The British economy seems to be springing back to life in a way no one predicted. Tax receipts are flooding into the Treasury twice as fast as expected. The International Monetary Fund has doubled its growth forecast for Britain. New orders for manufacturing are at levels not seen for 20 years, suggesting next year will prove an economic sprint. House prices are recovering quickly, and people are again borrowing on the back of their wealth. It would all be hugely encouraging, were it not for the lingering suspicion that this boom is as artificial as the last one.

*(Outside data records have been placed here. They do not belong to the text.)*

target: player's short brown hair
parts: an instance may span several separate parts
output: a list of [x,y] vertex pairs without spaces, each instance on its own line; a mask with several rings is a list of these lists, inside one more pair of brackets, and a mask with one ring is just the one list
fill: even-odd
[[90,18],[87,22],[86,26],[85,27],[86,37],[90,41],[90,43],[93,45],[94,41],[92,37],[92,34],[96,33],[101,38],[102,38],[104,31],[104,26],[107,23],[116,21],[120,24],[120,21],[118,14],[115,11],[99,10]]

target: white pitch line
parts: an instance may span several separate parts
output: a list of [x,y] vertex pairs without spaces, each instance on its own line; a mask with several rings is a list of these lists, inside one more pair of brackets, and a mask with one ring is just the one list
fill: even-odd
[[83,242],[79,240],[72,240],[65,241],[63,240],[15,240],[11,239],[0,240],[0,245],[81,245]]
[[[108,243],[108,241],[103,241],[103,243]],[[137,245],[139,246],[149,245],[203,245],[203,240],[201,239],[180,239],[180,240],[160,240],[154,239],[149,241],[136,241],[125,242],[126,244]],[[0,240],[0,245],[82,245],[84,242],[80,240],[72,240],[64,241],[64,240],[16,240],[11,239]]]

There is an adage that a speculative bubble will occur as soon as the people who remember the last one have retired. Unfortunately, the rule does not seem to apply this time. Dangerously cheap loans, which induced the last bubble, are being pushed out as never before. The Chancellor’s Help to Buy mortgage subsidy scheme has become emblematic of his ongoing debt addiction. There is no reason to give artificial support to the housing market, since prices are still eye-wateringly high in many parts of the country. Yet the Treasury is offering interest-free loans to first-time buyers, increasing buying power and (ergo) house prices. The Treasury wins (stamp-duty receipts are up by a third) and Mr Osborne doubtless believes young voters will thank him. But he risks sowing the seeds of a new crash.
It will be a different crash. In the future, taxpayers will not need to bail out the banks: we will bear the losses directly. George Osborne says that the Bank of England will keep a careful eye on things to ensure there is not a bubble, which suggests he has not learnt the main lesson from the last crash: central banks cannot identify a bubble until after it has burst. What we do now know is that banks are lending at negative interest rates: that is to say, they are paying people to borrow. To rob a bank these days, you don’t need a gun.

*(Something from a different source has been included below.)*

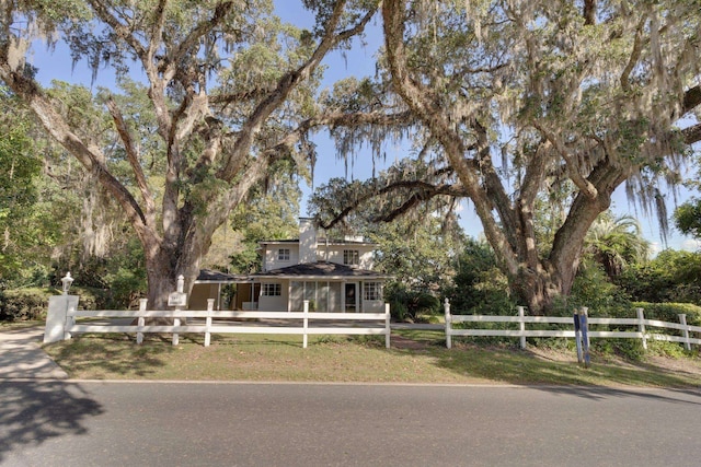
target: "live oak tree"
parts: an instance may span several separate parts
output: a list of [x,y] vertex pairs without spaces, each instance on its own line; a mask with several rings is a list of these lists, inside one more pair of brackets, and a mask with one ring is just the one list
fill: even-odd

There is nothing wrong with a government promoting home-ownership. The Conservatives’ efforts to do this in the 1980s, through the right-to-buy and deregulation of the mortgage market, were brilliantly successful. It was part of a transformation of British society which saw people turn away from the state and become more self-reliant. But as was demonstrated in the US under George W. Bush, things can go badly wrong when mortgage markets are rigged and people are encouraged to take out risky loans. When the mortgage term comes to an end and repayments double, what then?

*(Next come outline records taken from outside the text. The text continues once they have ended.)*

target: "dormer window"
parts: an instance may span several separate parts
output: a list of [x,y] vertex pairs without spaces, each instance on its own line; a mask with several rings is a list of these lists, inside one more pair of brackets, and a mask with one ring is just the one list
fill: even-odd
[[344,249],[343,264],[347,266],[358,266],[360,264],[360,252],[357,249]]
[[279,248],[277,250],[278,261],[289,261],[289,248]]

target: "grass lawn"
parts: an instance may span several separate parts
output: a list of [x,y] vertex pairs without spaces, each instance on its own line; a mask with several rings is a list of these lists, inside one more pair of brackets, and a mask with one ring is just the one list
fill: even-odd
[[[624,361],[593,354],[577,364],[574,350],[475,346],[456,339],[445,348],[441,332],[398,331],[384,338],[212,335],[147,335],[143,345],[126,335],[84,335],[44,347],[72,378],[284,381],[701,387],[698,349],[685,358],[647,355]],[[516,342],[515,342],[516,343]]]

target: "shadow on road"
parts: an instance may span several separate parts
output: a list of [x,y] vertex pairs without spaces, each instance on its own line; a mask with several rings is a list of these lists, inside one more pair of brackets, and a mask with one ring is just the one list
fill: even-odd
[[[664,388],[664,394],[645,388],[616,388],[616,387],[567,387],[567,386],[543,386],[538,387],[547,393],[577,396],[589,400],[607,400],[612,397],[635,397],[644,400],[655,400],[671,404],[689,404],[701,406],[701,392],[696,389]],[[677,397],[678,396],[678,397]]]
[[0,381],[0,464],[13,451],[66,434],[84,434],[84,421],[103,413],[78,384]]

As long as the British economy is being fuelled by underpriced debt, it will be impossible to distinguish a recovery from another bubble. It is great news that car sales have grown for 19 months in a row, but unnerving that a record proportion (three in four) of those cars are being bought with borrowed money. It is not enough for the Chancellor artificially to inflate headline economic figures: we need a recovery we can believe in.
Leave us alone
David Cameron did not enter politics to end Britain’s tradition of a free press. He gave an admirable speech to the House of Commons pledging to defend it against statutory regulation. But he did say that the press needed to reform. The newspapers took his request on board, accepted almost all of Leveson’s recommendations — and now look set to be regulated more tightly than any other press corps in the free world.
At the same time, the politicians want to put themselves in charge of press regulation. The result is a fiasco. The first tawdry deal was stitched up by three parties in Ed Miliband’s office at 3a.m. Then the politicians tried to go through the Privy Council, pretending that the presence of the Queen at the meeting somehow meant that it was not political. A cabal of MPs within the Council have now rejected press freedom, and there is talk of the press being forced to sign up.
The Spectator can offer this assurance: we will play no part in the state licensing of the press. This week we have heard MPs say how keen they are to ‘protect’ the press. Soon, the coalition will be drawing up a British Bill of Rights. It ought to enshrine press freedom, offering the same protections as Americans are offered by the First Amendment. Our politicians must leave the press alone.